In the days following World War II’s end, American Baha’i soldiers attempted to find and help reorganize the surviving German Baha’is, especially in Stuttgart. John C. Eichenauer, a Baha’i medic in the United States Army, arrived in Germany in 1945 and began driving through Stuttgart, asking strangers if they knew the Baha’i Faith. He eventually found the surviving Baha’i community in Stuttgart, consisting of about twenty members, and informed them of Baha’i-related news from around the world during the war, which they had missed due to the Nazis’ banning of the Faith. 

After meeting with the remaining Baha’is in Stuttgart, Eichenhauer and two other American Baha’is, Bruce Davison and Henry Jarvis, stationed in Frankfurt and Heidelberg, searched for and found about one hundred and fifty Baha’is living in the American Zone. Eichenhauer worked tirelessly to establish the Baha’i Faith as a recognized religious community in the American Zone and ensured that they could resume their activities regarding the Faith. 

RELATED: How Does a Peaceful Faith Community Resist Repression?

Baha’is living in America organized support efforts, sent money, food, and literature, and offered aid in rebuilding the Baha’i National and Local Spiritual Assembly structures. In April of 1947, the Baha’is of Germany held their first national conference since Himmler’s proclamation in 1937, marking the removal of more than a decade of oppression and the establishment of a return to normalcy. 

However, this freedom would not last long in the eastern part of Germany, as the newly-formed communist German Democratic Republic banned all Baha’i activities again in 1948. Baha’i activities were encouraged to continue in the Western Zone, under the new government now known as West Germany, where the building of a Baha’i House of Worship took place in Frankfurt in 1964. The ban on the Faith in the GDR would last for the entirety of the GDR, with the Faith not being officially recognized by the government until after the fall of the Berlin Wall in 1990. During this time, the Baha’is of Germany distributed Baha’u’llah’s messages of peace and unity throughout Eastern Europe.

The Baha’is in Nazi Germany exhibited incredible strength and uncompromising loyalty to their Faith. The Baha’i teachings and the guidance sent from Shoghi Effendi encouraged their pursuit of peace and a unified humanity, even when confronted with destruction, violence, and death.
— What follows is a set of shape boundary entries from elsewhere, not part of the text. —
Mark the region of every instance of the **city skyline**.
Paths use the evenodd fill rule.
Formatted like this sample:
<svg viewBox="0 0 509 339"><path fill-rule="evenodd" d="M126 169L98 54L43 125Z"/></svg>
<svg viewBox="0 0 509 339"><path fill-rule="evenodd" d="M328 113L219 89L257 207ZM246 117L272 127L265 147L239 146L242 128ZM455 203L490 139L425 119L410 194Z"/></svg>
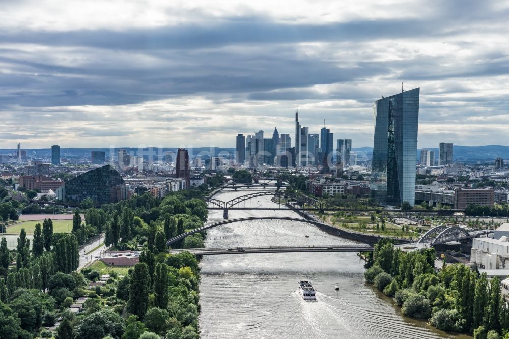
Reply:
<svg viewBox="0 0 509 339"><path fill-rule="evenodd" d="M402 76L419 148L500 144L509 119L504 4L3 5L2 148L231 147L253 126L293 135L297 104L367 146Z"/></svg>

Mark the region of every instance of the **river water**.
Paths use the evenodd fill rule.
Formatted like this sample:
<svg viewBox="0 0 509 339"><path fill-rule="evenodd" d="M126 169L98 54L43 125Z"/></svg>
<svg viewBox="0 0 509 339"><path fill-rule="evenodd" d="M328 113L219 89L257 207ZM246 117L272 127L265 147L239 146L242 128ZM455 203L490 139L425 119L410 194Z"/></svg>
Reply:
<svg viewBox="0 0 509 339"><path fill-rule="evenodd" d="M225 201L254 191L229 190L214 197ZM230 219L298 217L290 211L229 212ZM208 222L222 216L222 211L209 211ZM311 224L281 220L212 229L205 243L206 246L233 248L354 243ZM365 283L364 262L355 253L205 256L201 265L203 338L471 338L404 317L390 299ZM303 279L312 281L317 301L300 297L298 282ZM334 290L336 283L339 291Z"/></svg>

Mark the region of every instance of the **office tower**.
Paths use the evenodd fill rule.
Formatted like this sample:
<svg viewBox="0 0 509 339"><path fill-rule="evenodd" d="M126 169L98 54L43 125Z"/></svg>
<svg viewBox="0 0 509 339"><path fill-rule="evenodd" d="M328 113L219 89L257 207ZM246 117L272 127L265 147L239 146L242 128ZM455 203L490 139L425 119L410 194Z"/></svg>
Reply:
<svg viewBox="0 0 509 339"><path fill-rule="evenodd" d="M256 167L263 164L263 131L260 130L255 133L254 139L251 139L250 156L253 157L252 167Z"/></svg>
<svg viewBox="0 0 509 339"><path fill-rule="evenodd" d="M497 158L495 160L495 167L493 169L503 170L504 169L504 159L500 157Z"/></svg>
<svg viewBox="0 0 509 339"><path fill-rule="evenodd" d="M96 204L116 203L127 198L125 182L120 174L106 165L73 178L57 190L63 202L80 203L90 198Z"/></svg>
<svg viewBox="0 0 509 339"><path fill-rule="evenodd" d="M453 143L440 143L438 149L438 165L445 166L453 163Z"/></svg>
<svg viewBox="0 0 509 339"><path fill-rule="evenodd" d="M265 150L269 152L270 154L268 156L267 163L269 165L274 164L274 160L277 154L277 145L279 143L279 133L277 132L277 129L274 127L274 132L272 133L272 140L270 145L270 148L265 148Z"/></svg>
<svg viewBox="0 0 509 339"><path fill-rule="evenodd" d="M343 161L343 152L344 152L343 148L344 144L345 143L343 142L343 139L338 139L336 141L336 153L337 154L336 164L337 165L341 164L342 166L343 166L343 163L342 163Z"/></svg>
<svg viewBox="0 0 509 339"><path fill-rule="evenodd" d="M60 164L60 146L58 145L51 146L51 163L53 165Z"/></svg>
<svg viewBox="0 0 509 339"><path fill-rule="evenodd" d="M300 128L300 135L299 136L299 139L300 140L300 154L297 156L300 161L297 163L298 166L307 166L309 164L309 150L307 149L307 138L309 134L309 127Z"/></svg>
<svg viewBox="0 0 509 339"><path fill-rule="evenodd" d="M117 150L118 158L117 162L121 170L125 170L129 168L131 162L131 157L127 154L127 151L124 149Z"/></svg>
<svg viewBox="0 0 509 339"><path fill-rule="evenodd" d="M404 201L414 204L419 92L416 88L373 103L370 196L381 205L394 206Z"/></svg>
<svg viewBox="0 0 509 339"><path fill-rule="evenodd" d="M423 166L435 166L435 151L426 148L421 150L420 164Z"/></svg>
<svg viewBox="0 0 509 339"><path fill-rule="evenodd" d="M179 148L177 151L177 161L175 162L175 176L186 180L186 188L191 185L189 173L189 156L187 150Z"/></svg>
<svg viewBox="0 0 509 339"><path fill-rule="evenodd" d="M320 134L314 133L307 135L307 148L309 151L309 164L319 163L318 150L320 149Z"/></svg>
<svg viewBox="0 0 509 339"><path fill-rule="evenodd" d="M290 134L280 134L279 140L277 144L277 156L275 163L277 166L281 166L281 157L286 154L287 149L292 148L292 138Z"/></svg>
<svg viewBox="0 0 509 339"><path fill-rule="evenodd" d="M246 159L246 138L244 134L237 135L237 148L236 149L235 158L237 163L243 165Z"/></svg>
<svg viewBox="0 0 509 339"><path fill-rule="evenodd" d="M92 151L90 161L92 163L104 163L106 162L106 152L104 151Z"/></svg>
<svg viewBox="0 0 509 339"><path fill-rule="evenodd" d="M300 153L300 124L299 123L299 107L295 112L295 154Z"/></svg>
<svg viewBox="0 0 509 339"><path fill-rule="evenodd" d="M352 151L352 140L351 139L345 139L345 152L343 153L344 158L343 159L343 164L345 167L350 166L350 154Z"/></svg>
<svg viewBox="0 0 509 339"><path fill-rule="evenodd" d="M435 151L428 151L428 166L435 166Z"/></svg>

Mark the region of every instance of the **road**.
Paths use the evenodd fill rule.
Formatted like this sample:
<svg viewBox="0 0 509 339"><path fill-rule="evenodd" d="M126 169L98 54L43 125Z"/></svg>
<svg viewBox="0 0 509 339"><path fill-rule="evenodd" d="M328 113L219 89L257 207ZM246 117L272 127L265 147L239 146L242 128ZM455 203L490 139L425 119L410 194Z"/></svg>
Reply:
<svg viewBox="0 0 509 339"><path fill-rule="evenodd" d="M252 254L256 253L297 253L313 252L372 252L369 246L279 246L270 247L237 247L236 248L193 248L171 250L172 254L189 251L195 255Z"/></svg>

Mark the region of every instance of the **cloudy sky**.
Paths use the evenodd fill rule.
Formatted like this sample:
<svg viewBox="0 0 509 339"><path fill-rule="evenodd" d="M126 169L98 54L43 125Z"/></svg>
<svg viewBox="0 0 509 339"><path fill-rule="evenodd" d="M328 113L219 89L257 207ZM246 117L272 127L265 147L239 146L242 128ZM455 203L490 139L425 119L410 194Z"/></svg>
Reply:
<svg viewBox="0 0 509 339"><path fill-rule="evenodd" d="M419 147L509 144L507 2L3 0L0 18L2 148L293 139L297 104L310 132L373 146L402 76Z"/></svg>

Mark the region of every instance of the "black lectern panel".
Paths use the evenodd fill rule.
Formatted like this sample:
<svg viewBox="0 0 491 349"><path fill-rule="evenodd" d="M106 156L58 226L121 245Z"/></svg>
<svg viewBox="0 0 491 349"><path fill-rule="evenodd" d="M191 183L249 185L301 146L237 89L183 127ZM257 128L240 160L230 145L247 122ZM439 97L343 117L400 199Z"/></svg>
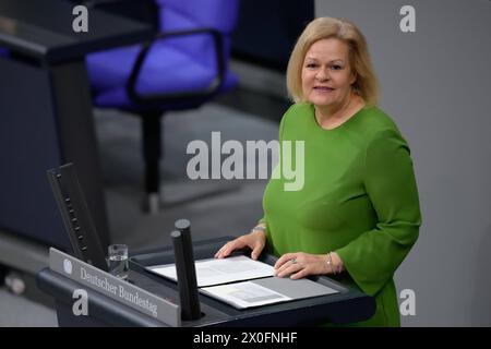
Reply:
<svg viewBox="0 0 491 349"><path fill-rule="evenodd" d="M225 237L193 243L195 258L201 260L212 257L217 249L230 239L231 237ZM268 264L274 264L276 257L263 253L260 260ZM173 251L171 246L164 248L159 251L154 250L152 253L132 256L130 260L130 280L134 282L134 285L156 296L179 304L179 290L177 284L145 269L145 265L167 263L173 263ZM59 308L59 312L64 309L64 315L59 317L59 325L73 326L77 324L79 320L77 316L70 314L70 304L73 303L73 299L71 298L72 293L69 292L70 288L67 289L65 279L67 278L62 275L58 275L48 269L41 270L37 276L39 288L53 296L58 303L62 305ZM340 292L247 310L238 310L213 298L200 294L201 311L204 315L199 320L182 321L181 325L183 327L309 326L327 322L337 324L358 322L370 318L373 315L375 311L373 298L368 297L359 290L348 289L327 277L315 277L312 279L316 282L335 288ZM61 291L60 289L63 288L64 291ZM99 322L104 317L104 323L107 325L117 325L122 322L119 317L127 316L124 314L128 311L131 311L123 304L108 304L93 305L97 308L97 312L93 312L89 316L94 316L95 322ZM124 309L124 312L119 312L118 309L113 309L113 306L121 308L120 310ZM97 313L99 315L97 315ZM134 311L131 311L131 314L132 323L136 326L142 325L139 321L135 321L136 318L148 317L144 314L137 314Z"/></svg>

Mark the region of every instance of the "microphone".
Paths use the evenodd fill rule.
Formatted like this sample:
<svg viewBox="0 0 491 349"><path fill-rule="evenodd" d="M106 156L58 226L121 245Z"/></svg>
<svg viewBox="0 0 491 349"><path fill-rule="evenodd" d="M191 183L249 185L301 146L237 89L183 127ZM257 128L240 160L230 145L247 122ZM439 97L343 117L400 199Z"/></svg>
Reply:
<svg viewBox="0 0 491 349"><path fill-rule="evenodd" d="M191 241L191 224L188 219L179 219L175 226L178 230L172 231L170 237L176 260L181 317L182 320L197 320L201 317L201 309Z"/></svg>

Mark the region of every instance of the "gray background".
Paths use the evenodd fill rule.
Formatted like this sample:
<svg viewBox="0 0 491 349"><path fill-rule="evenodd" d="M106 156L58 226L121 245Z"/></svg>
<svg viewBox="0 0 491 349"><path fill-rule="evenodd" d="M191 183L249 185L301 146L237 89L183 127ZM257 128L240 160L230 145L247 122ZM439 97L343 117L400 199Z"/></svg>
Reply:
<svg viewBox="0 0 491 349"><path fill-rule="evenodd" d="M399 29L405 4L415 33ZM490 326L491 1L316 0L315 15L363 32L380 106L412 151L423 225L396 275L416 292L403 325Z"/></svg>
The Nazis’ legacy of mistreatment of the Baha’is has lingered in some places, but today the Baha’i Faith is active and thriving in Germany, hosting Baha’i international conferences, publishing Baha’i books and materials, and continuing to develop the House of Worship in Frankfurt. While the Nazis destroyed many possessions and documents during the war, the Baha’is of Germany have worked tirelessly to recover anything related to their history and to preserve the stories of the courageous Baha’is who lived in or helped those living in Nazi Germany.